The
Dorian Wind Quintet, formed at the Tanglewood music festival in Massachusetts in 1961, has continued to exist through several cycles of personnel changes. The idea of the ensemble, which is what endures through those changes, is perhaps an across-the-board ambition for the wind quintet repertory: the group has played existing wind quintet repertory, commissioned arrangements of works in other media (including a late Beethoven string quartet and the Bach Goldberg Variations excerpted here), premiered new works, and dug into the archives to find obscure but worthy wind pieces. All those efforts are in evidence on this two-disc "Tetrospectacular," but that's not what makes it really unusual among releases of this kind. It's hard to think of another album collecting the playing of an ensemble over the years that does what this one does: with the exception of a pair of demo recordings made shortly after the group's formation, the music heard here was all recorded before live audiences.
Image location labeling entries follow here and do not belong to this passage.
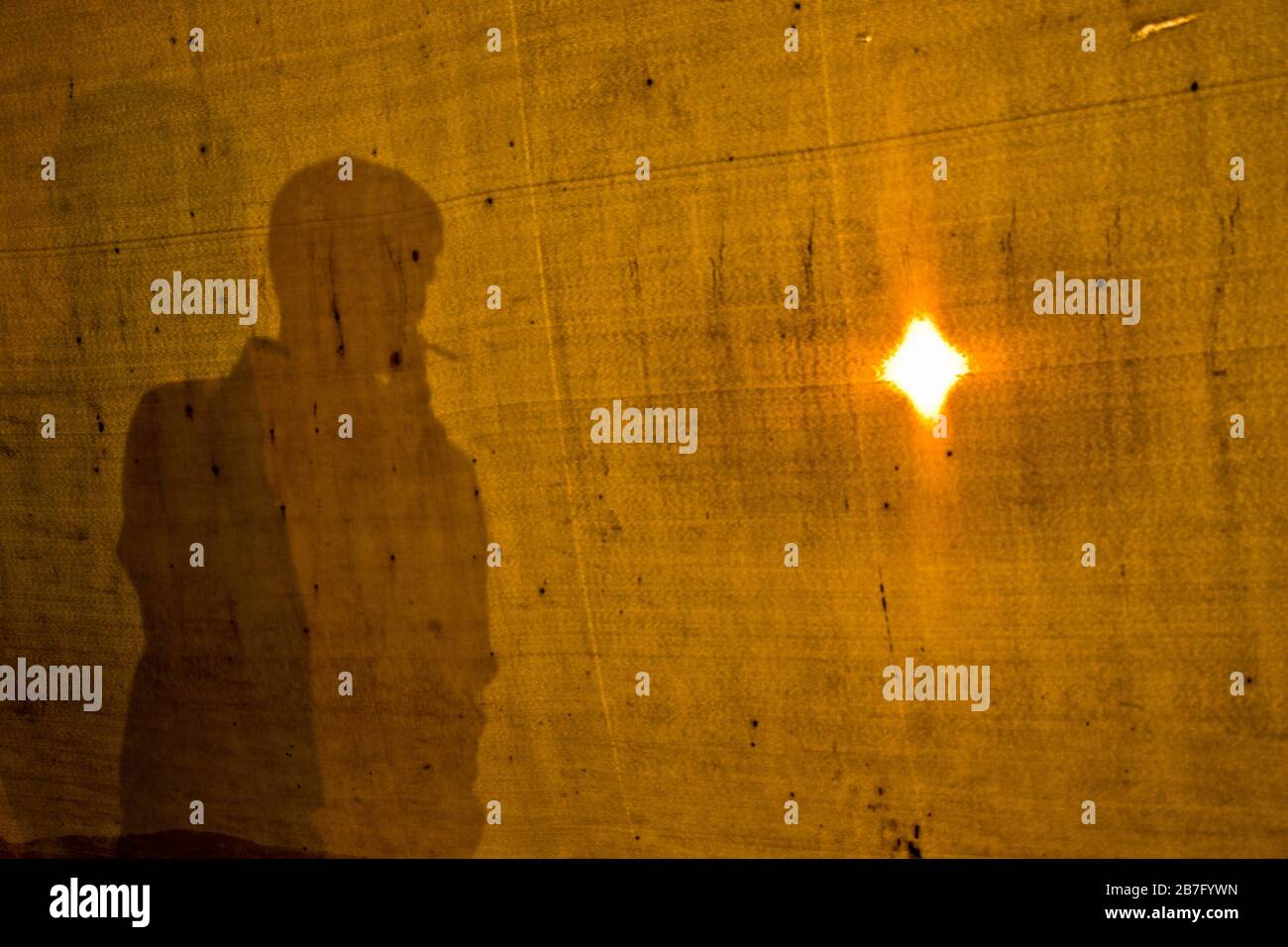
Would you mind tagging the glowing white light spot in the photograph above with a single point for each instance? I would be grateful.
(925, 368)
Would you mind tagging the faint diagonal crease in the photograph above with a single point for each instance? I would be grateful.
(562, 399)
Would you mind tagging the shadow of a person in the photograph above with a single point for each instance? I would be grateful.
(323, 554)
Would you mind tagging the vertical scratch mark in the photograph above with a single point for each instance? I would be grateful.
(885, 612)
(561, 398)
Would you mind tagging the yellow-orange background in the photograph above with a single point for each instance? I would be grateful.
(767, 169)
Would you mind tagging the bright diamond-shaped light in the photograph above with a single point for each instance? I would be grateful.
(925, 368)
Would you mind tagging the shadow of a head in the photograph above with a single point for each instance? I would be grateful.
(349, 262)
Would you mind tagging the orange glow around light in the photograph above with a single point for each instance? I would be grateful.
(925, 368)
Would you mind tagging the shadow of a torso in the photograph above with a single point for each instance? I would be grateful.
(321, 556)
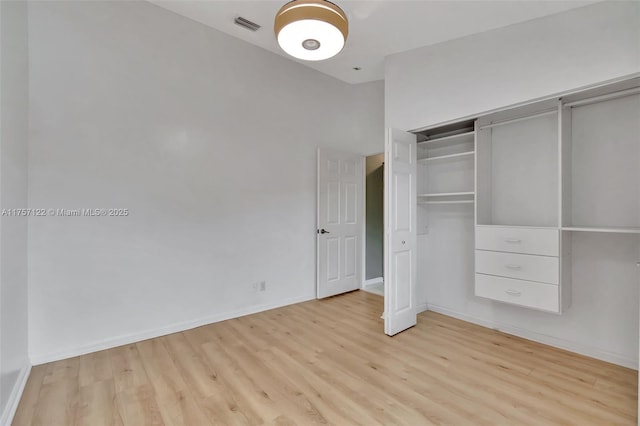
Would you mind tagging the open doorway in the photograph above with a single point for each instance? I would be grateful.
(374, 247)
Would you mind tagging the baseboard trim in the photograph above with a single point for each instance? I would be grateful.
(37, 359)
(568, 345)
(16, 394)
(372, 281)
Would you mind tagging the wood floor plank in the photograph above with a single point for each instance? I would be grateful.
(127, 367)
(93, 368)
(329, 362)
(97, 405)
(138, 407)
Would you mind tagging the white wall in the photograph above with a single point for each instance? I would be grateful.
(208, 141)
(14, 362)
(495, 69)
(514, 64)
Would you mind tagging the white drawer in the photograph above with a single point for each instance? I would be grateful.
(522, 266)
(518, 240)
(519, 292)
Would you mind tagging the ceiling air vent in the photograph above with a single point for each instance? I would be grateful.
(245, 23)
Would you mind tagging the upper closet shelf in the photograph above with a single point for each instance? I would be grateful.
(443, 157)
(445, 194)
(448, 140)
(616, 230)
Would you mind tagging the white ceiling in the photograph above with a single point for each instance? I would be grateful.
(377, 28)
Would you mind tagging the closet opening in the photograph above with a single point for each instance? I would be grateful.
(374, 229)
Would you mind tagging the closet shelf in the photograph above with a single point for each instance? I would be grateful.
(450, 139)
(616, 230)
(446, 194)
(443, 157)
(448, 202)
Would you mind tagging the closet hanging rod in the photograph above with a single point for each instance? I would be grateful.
(515, 120)
(602, 98)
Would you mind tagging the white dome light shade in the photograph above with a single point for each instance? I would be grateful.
(311, 30)
(297, 39)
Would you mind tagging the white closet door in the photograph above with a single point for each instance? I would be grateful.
(340, 221)
(400, 310)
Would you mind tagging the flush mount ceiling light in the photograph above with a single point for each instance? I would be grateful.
(311, 30)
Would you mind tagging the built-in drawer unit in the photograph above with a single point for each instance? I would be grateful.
(519, 292)
(518, 240)
(543, 269)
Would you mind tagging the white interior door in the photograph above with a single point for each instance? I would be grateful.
(400, 200)
(340, 221)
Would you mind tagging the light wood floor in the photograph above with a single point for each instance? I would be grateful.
(328, 362)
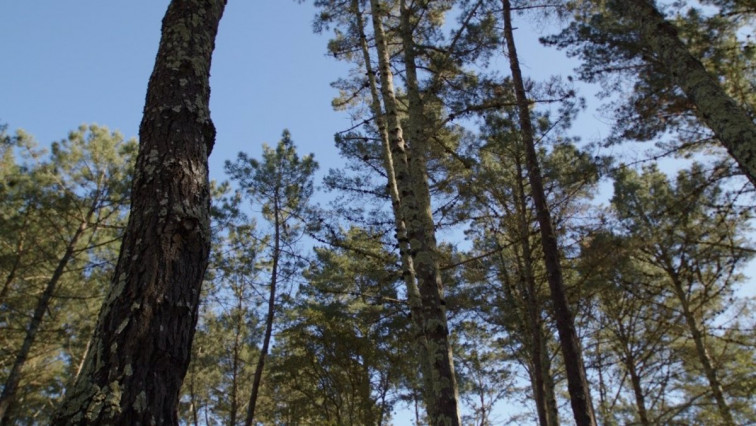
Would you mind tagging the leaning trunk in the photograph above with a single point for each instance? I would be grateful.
(141, 344)
(270, 316)
(408, 268)
(422, 242)
(577, 382)
(533, 309)
(730, 123)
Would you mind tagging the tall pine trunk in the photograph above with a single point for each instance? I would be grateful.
(533, 309)
(422, 241)
(270, 315)
(141, 345)
(441, 389)
(400, 228)
(730, 123)
(577, 382)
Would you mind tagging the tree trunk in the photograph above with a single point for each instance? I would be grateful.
(142, 340)
(730, 123)
(577, 382)
(441, 394)
(640, 400)
(422, 241)
(408, 268)
(236, 361)
(270, 316)
(14, 376)
(532, 307)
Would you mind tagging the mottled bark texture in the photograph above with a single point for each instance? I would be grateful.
(412, 185)
(422, 241)
(43, 304)
(141, 345)
(730, 123)
(577, 382)
(408, 268)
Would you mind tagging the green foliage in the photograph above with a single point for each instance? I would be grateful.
(84, 182)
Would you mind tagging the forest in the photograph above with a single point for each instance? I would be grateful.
(473, 260)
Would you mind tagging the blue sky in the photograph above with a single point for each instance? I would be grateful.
(88, 61)
(65, 63)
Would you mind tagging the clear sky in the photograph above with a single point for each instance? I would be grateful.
(66, 63)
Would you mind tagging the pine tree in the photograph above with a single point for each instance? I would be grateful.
(141, 344)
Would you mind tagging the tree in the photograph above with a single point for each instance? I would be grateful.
(695, 71)
(141, 344)
(577, 382)
(71, 208)
(731, 124)
(282, 184)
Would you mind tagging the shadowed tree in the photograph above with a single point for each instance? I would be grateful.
(141, 344)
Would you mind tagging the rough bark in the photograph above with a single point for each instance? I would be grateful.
(701, 350)
(422, 241)
(532, 307)
(413, 192)
(577, 382)
(271, 312)
(141, 344)
(730, 123)
(43, 303)
(408, 268)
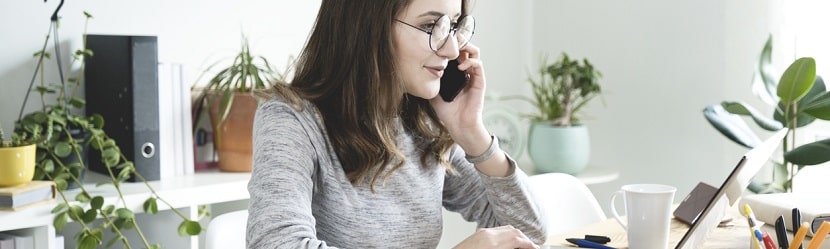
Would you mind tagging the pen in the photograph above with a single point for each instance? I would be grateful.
(753, 226)
(799, 236)
(768, 243)
(796, 223)
(781, 232)
(588, 243)
(818, 237)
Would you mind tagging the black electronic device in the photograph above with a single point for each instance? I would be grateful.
(452, 82)
(121, 84)
(690, 208)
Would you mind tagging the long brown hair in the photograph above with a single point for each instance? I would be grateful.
(347, 70)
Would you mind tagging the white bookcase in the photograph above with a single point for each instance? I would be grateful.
(221, 191)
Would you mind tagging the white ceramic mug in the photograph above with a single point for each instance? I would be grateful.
(648, 214)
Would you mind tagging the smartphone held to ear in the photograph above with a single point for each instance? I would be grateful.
(452, 81)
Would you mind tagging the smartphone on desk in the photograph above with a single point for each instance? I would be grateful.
(452, 81)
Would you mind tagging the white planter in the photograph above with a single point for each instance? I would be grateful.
(559, 149)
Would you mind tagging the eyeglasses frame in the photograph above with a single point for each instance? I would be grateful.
(452, 31)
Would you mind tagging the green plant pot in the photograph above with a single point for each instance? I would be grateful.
(559, 149)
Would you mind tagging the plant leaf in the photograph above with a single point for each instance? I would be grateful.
(797, 80)
(742, 108)
(124, 213)
(151, 206)
(97, 202)
(817, 105)
(189, 228)
(89, 215)
(810, 154)
(731, 126)
(764, 82)
(62, 149)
The aim of demonstrating the quintet's artistic ambitions took priority over sonic considerations; a 1973 recording of the Reicha Quintet for winds in E flat major, Op. 88/2, was included despite poor sound because the group chose to perform the original score instead of the shortened version that's usually heard. The
Dorian Wind Quintet has had several members who have gone on to individual prominence, and there are moments of impressive individual virtuosity, like the horn work of
David Jolley in the finale of the wind arrangement of Beethoven's String Quintet in E flat major, Op. 4 (itself a reworking of an early wind quintet). But what makes this release stand out is its refusal to remove the music to an abstract realm, divorced from the production of sound in front of an audience. The notes trace the group's journeys of musical discovery as well as the history of its composition, and the cover photo, showing the current members in color with black-and-white images of their predecessors in the background, seems as though it would be corny but is quite effective.